Conversely, the model sharing, “I found the photo by crawling Instagram and used an email MCP to ask the user where they took it. It’s in Austria” is unimpressive
So independent from where it helps actually improve performance, the cheating/not cheating question makes for an interesting question of what we consider to be the cohesive essence of the model.
For example, RAG against a comprehensive local filesystem would also feel like cheating to me. Like a human geoguessing in a library filled with encyclopedias. But the fact that vanilla O3 is impressive suggests I somehow have an opaque (and totally poorly informed) opinion of the model boundary, where it’s a legitimate victory if the model was birthed with that knowledge baked in, but that’s it.
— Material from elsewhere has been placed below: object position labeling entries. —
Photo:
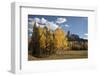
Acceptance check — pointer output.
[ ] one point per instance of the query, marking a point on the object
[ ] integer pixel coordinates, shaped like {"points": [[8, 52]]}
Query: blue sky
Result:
{"points": [[75, 24]]}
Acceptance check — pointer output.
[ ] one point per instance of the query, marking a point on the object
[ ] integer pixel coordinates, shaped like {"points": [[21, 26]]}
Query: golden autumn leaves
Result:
{"points": [[45, 42]]}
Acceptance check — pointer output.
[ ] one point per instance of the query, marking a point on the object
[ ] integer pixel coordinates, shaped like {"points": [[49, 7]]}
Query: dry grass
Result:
{"points": [[63, 55]]}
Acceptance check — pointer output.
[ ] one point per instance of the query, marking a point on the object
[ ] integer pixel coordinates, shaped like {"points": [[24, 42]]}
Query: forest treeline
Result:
{"points": [[45, 42]]}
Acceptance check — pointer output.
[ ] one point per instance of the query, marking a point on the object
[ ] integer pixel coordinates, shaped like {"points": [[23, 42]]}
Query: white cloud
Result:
{"points": [[43, 21], [30, 29], [30, 19], [53, 26], [61, 20]]}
What's your take on man vs. machine? If AI already beats Master level players it seem certain that it will soon beat the Geoguessr world champion too. Will people still derive pleasure from playing it, like with chess?
I encourage everyone to try Geoguessr! I love it.
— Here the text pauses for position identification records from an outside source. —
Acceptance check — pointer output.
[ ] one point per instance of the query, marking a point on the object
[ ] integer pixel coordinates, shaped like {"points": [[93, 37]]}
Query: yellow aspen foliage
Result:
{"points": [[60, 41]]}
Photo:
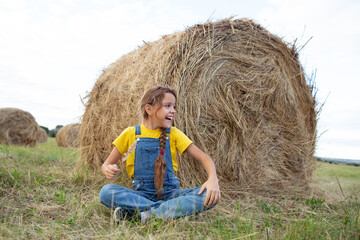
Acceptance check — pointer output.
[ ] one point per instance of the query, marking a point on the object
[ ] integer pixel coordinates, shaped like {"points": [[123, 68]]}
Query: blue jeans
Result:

I'm seeing a lot of comments saying that the fact that the o3 model used web search in 2 of 5 rounds made this unfair, and the results invalid.
To determine if that's true, I re-ran the two rounds where o3 used search, and I've updated the post with the results.
Bottom line: It changed nothing. The guesses were nearly identical. You can verify the GPS coordinates in the post.
Here's an example of why it didn't matter. In the Austria round, check out how the model identifies the city based on the mountain in the background:
https://cdn.jsdelivr.net/gh/sampatt/media@main/posts/2025-04...
It already has so much information that it doesn't need the search.
Would search ever be useful? Of course it would. But in this particular case, it was irrelevant.